Application: A Face Detection Pipeline
This chapter has explored a number of the central concepts and algorithms of machine learning. But moving from these concepts to real-world application can be a challenge. Real-world datasets are noisy and heterogeneous, may have missing features, and data may be in a form that is difficult to map to a clean
[n_samples, n_features] matrix. Before applying any of the methods discussed here, you must first extract these features from your data: there is no formula for how to do this that applies across all domains, and thus this is where you as a data scientist must exercise your own intuition and expertise.
One interesting and compelling application of machine learning is to images, and we have already seen a few examples of this where pixel-level features are used for classification. In the real world, data is rarely so uniform and simple pixels will not be suitable: this has led to a large literature on feature extraction methods for image data (see Feature Engineering).

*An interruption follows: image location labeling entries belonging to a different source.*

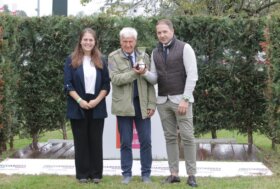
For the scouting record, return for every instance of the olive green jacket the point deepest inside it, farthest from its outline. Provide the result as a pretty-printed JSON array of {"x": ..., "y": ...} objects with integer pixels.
[{"x": 122, "y": 77}]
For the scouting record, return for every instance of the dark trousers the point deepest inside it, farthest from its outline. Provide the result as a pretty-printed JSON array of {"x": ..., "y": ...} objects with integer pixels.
[
  {"x": 143, "y": 127},
  {"x": 88, "y": 134}
]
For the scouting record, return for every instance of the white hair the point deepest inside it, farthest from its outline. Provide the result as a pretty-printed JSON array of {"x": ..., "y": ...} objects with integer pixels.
[{"x": 128, "y": 32}]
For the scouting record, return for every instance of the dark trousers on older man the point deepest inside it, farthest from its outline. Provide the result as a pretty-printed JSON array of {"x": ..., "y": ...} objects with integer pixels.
[{"x": 143, "y": 127}]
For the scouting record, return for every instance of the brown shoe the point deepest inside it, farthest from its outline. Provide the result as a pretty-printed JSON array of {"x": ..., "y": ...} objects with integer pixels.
[
  {"x": 171, "y": 179},
  {"x": 191, "y": 181}
]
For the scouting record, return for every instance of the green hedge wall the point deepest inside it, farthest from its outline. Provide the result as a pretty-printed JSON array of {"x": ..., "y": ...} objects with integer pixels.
[{"x": 232, "y": 91}]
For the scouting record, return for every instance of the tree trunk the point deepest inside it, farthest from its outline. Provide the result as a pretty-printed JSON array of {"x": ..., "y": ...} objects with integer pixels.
[
  {"x": 214, "y": 133},
  {"x": 250, "y": 140}
]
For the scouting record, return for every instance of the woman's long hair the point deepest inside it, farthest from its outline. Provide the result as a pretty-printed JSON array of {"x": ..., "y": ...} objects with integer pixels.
[{"x": 78, "y": 53}]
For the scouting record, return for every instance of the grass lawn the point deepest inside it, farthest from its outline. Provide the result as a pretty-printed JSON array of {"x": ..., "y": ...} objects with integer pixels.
[{"x": 270, "y": 158}]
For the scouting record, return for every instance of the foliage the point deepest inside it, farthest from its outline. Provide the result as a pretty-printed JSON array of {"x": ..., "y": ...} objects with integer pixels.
[
  {"x": 273, "y": 92},
  {"x": 171, "y": 8},
  {"x": 229, "y": 94}
]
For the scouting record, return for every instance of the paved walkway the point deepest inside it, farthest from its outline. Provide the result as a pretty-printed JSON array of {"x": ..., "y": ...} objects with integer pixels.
[{"x": 207, "y": 150}]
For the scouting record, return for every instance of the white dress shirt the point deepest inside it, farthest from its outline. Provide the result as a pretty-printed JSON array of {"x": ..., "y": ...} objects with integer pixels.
[{"x": 89, "y": 75}]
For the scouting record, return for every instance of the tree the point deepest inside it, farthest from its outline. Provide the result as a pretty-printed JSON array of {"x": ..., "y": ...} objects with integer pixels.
[{"x": 198, "y": 7}]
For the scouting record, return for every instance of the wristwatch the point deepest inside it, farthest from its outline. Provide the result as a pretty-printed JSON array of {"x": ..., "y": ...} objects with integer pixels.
[{"x": 186, "y": 98}]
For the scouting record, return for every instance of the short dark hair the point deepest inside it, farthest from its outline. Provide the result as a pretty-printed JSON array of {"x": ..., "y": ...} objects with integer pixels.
[{"x": 166, "y": 22}]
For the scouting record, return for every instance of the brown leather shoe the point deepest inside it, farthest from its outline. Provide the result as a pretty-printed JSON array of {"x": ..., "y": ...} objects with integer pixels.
[
  {"x": 171, "y": 179},
  {"x": 191, "y": 181}
]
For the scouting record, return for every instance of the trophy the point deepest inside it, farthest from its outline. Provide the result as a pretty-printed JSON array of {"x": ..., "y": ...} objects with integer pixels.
[{"x": 140, "y": 60}]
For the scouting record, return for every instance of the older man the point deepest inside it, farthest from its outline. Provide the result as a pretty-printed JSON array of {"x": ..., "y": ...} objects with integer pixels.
[{"x": 133, "y": 101}]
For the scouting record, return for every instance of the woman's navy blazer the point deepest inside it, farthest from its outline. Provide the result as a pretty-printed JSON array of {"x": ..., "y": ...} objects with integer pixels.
[{"x": 74, "y": 80}]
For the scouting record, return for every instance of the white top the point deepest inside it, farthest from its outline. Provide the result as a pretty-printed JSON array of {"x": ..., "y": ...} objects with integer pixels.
[
  {"x": 89, "y": 75},
  {"x": 192, "y": 76}
]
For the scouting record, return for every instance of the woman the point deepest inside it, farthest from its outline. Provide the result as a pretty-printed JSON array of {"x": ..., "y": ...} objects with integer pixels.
[{"x": 86, "y": 81}]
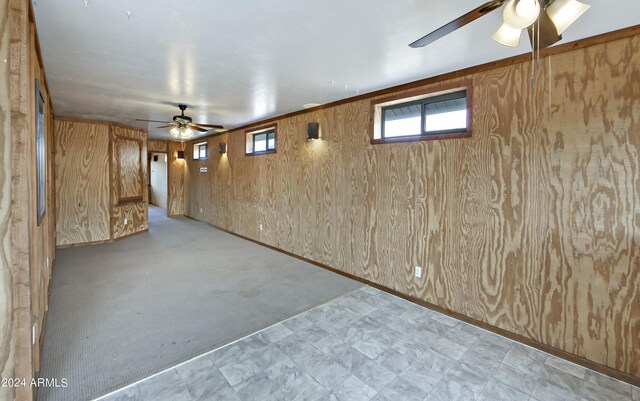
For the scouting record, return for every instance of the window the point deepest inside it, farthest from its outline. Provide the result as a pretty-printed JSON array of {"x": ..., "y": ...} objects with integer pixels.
[
  {"x": 200, "y": 151},
  {"x": 261, "y": 141},
  {"x": 423, "y": 117}
]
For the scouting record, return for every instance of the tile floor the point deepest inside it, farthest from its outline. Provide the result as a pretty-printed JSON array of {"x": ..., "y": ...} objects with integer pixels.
[{"x": 370, "y": 345}]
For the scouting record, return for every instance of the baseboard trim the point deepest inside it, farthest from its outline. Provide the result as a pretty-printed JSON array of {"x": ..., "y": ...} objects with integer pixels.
[
  {"x": 606, "y": 370},
  {"x": 107, "y": 241}
]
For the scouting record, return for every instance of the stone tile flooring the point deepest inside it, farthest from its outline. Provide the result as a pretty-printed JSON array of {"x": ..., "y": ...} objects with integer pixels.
[{"x": 370, "y": 345}]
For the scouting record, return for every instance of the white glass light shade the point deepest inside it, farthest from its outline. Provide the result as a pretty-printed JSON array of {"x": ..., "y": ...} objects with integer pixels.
[
  {"x": 508, "y": 36},
  {"x": 187, "y": 133},
  {"x": 181, "y": 132},
  {"x": 563, "y": 13},
  {"x": 520, "y": 14}
]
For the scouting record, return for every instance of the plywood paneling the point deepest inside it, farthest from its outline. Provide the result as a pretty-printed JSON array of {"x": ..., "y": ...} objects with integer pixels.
[
  {"x": 158, "y": 146},
  {"x": 7, "y": 356},
  {"x": 531, "y": 225},
  {"x": 82, "y": 182},
  {"x": 129, "y": 214}
]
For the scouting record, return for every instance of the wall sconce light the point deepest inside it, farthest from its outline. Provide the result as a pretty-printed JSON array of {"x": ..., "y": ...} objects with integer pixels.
[{"x": 313, "y": 131}]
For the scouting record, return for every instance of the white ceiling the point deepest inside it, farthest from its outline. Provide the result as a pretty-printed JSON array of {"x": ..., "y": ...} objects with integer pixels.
[{"x": 239, "y": 61}]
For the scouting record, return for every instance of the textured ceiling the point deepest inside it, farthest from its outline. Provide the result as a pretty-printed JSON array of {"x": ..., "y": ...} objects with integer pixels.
[{"x": 238, "y": 61}]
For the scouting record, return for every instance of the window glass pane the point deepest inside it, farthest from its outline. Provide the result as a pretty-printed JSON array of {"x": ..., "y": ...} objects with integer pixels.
[
  {"x": 260, "y": 142},
  {"x": 448, "y": 113},
  {"x": 271, "y": 142},
  {"x": 402, "y": 120}
]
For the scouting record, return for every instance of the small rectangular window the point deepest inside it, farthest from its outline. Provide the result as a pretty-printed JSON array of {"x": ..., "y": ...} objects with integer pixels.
[
  {"x": 200, "y": 151},
  {"x": 261, "y": 141},
  {"x": 422, "y": 117}
]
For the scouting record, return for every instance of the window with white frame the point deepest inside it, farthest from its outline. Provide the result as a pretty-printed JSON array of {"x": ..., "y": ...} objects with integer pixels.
[{"x": 428, "y": 116}]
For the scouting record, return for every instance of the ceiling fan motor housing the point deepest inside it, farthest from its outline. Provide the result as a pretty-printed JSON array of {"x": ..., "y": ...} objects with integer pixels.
[{"x": 182, "y": 120}]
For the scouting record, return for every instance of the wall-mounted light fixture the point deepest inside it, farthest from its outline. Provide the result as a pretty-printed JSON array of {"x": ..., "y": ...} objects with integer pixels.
[{"x": 313, "y": 131}]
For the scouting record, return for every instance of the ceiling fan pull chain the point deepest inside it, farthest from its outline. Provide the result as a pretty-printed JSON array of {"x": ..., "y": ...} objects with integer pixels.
[{"x": 533, "y": 59}]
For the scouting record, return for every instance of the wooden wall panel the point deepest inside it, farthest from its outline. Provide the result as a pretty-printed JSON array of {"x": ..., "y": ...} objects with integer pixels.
[
  {"x": 129, "y": 175},
  {"x": 82, "y": 182},
  {"x": 530, "y": 225},
  {"x": 591, "y": 281},
  {"x": 158, "y": 146},
  {"x": 7, "y": 356},
  {"x": 128, "y": 163}
]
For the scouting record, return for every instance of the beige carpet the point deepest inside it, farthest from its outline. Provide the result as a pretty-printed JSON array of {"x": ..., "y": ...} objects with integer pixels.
[{"x": 120, "y": 312}]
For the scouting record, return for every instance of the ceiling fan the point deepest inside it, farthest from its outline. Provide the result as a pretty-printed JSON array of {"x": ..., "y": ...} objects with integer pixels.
[
  {"x": 183, "y": 126},
  {"x": 553, "y": 18}
]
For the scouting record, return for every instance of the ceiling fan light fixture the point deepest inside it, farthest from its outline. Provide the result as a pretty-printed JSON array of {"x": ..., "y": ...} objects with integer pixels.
[
  {"x": 508, "y": 35},
  {"x": 187, "y": 133},
  {"x": 563, "y": 13},
  {"x": 181, "y": 132},
  {"x": 521, "y": 14}
]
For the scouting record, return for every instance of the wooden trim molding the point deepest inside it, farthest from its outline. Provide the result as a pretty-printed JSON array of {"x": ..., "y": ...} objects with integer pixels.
[
  {"x": 616, "y": 374},
  {"x": 551, "y": 51},
  {"x": 109, "y": 123}
]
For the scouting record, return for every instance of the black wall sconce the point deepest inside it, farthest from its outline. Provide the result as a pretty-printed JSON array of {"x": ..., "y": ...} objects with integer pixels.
[{"x": 313, "y": 131}]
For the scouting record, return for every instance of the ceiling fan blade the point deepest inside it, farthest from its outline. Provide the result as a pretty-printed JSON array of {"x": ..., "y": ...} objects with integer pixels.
[
  {"x": 154, "y": 121},
  {"x": 458, "y": 23},
  {"x": 195, "y": 127},
  {"x": 548, "y": 32},
  {"x": 209, "y": 126}
]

In this section, we will take a look at one such feature extraction technique, the Histogram of Oriented Gradients (HOG), which transforms image pixels into a vector representation that is sensitive to broadly informative image features regardless of confounding factors like illumination. We will use these features to develop a simple face detection pipeline, using machine learning algorithms and concepts we’ve seen throughout this chapter.
We begin with the standard imports:In :
%matplotlib inline import matplotlib.pyplot as plt import seaborn as sns; sns.set() import numpy as np
The Histogram of Gradients is a straightforward feature extraction procedure that was developed in the context of identifying pedestrians within images. HOG involves the following steps:
- Optionally pre-normalize images. This leads to features that resist dependence on variations in illumination.
- Convolve the image with two filters that are sensitive to horizontal and vertical brightness gradients. These capture edge, contour, and texture information.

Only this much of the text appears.